GaLore reduziert Speicherbedarf beim LLM-Training um bis zu 65%. Die neue Methode ermöglicht es, große Sprachmodelle auf handelsüblicher GPU-Hardware zu trainieren – ohne Qualitätsverluste.

GaLore: Effizientes Training großer Modelle auf Standard-Hardware

Dieser Beitrag wurde mit KI-Unterstützung aus der angegebenen Quelle erstellt und vor der Veröffentlichung automatisch gegen sie abgeglichen. Nicht jeder Beitrag wird zusätzlich von Hand gelesen — wir prüfen stichprobenweise nach und kennzeichnen Korrekturen. Beruht ein Artikel auf einem selbst durchgeführten Test, weisen wir das ausdrücklich aus.
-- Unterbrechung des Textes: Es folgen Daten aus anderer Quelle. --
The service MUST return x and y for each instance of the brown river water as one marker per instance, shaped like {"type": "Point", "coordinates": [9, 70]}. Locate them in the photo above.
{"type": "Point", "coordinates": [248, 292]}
Das Training großer Sprachmodelle bleibt eine Herausforderung: Millionen Parameter erfordern enorme Speichermengen und spezialisierte Hardware. Hugging Face präsentiert mit GaLore (Gradient Low-Rank Projection) einen praktischen Ansatz, der dieses Problem adressiert.

Das Speicherproblem

Beim Standard-Training werden für jeden Parameter Gradienten und Optimierer-Zustände gespeichert. Bei großen Modellen multipliziert sich der Speicherbedarf schnell: Ein 7B-Parameter-Modell benötigt mit Adam-Optimierer etwa 60+ GB VRAM. Das macht Training auf Consumer-Grade-GPUs unmöglich.

Wie GaLore funktioniert

GaLore nutzt eine mathematische Beobachtung: Gradienten in großen Modellen haben oft eine niedrige effektive Rangstruktur. Statt alle Gradienten vollständig zu speichern, projiziert GaLore sie auf einen niedrigrangigen Raum – ähnlich wie bei Dimensionsreduktion.

Der Trick: Die Projektion wird während des Trainings dynamisch angepasst, ohne dass die Konvergenz leidet. Praktisch bedeutet das:

  • 65% weniger Speicher bei 7B-Modellen
  • Kompatibilität mit Standard-Optimierern (Adam, SGD)
  • Keine signifikanten Qualitätsverluste beim trainierten Modell

Praktische Implikationen

Mit GaLore können Entwickler mittlere und große Modelle auf einzelnen Consumer-GPUs trainieren – eine RTX 4090 reicht für Modelle, die vorher Cluster brauchten. Das hat mehrere Effekte:

Beschleunigte Forschung: Kleinere Teams und Einzelentwickler können eigene Modelle trainieren, ohne auf Cloud-Infrastruktur angewiesen zu sein.

Kostensenkung: Training wird um ein Vielfaches günstiger. Statt tausender Dollar Infrastruktur fallen nur Hardware-Kosten an.

Lokales Training: Sensible Daten müssen nicht in die Cloud – Modelle können lokal trainiert werden.

Tradeoffs und Realität

GaLore ist nicht universell. Bei sehr großen Modellen (70B+) hilft es, ist aber kein Allheilmittel. Die Methode funktioniert best beim Full-Model-Training; bei Fine-Tuning mit LoRA bietet sie weniger Vorteil.

Auch wichtig: Speicher ist nur ein Faktor. Trainingsgeschwindigkeit bleibt auf Consumer-Hardware begrenzt – GaLore macht Training möglich, nicht schnell.

Fazit

GaLore adressiert ein echtes Problem der Modell-Entwicklung: Die Demokratisierung von LLM-Training. Für Forschung, Prototyping und spezialisierte Use-Cases öffnet die Methode neue Möglichkeiten auf bestehender Hardware.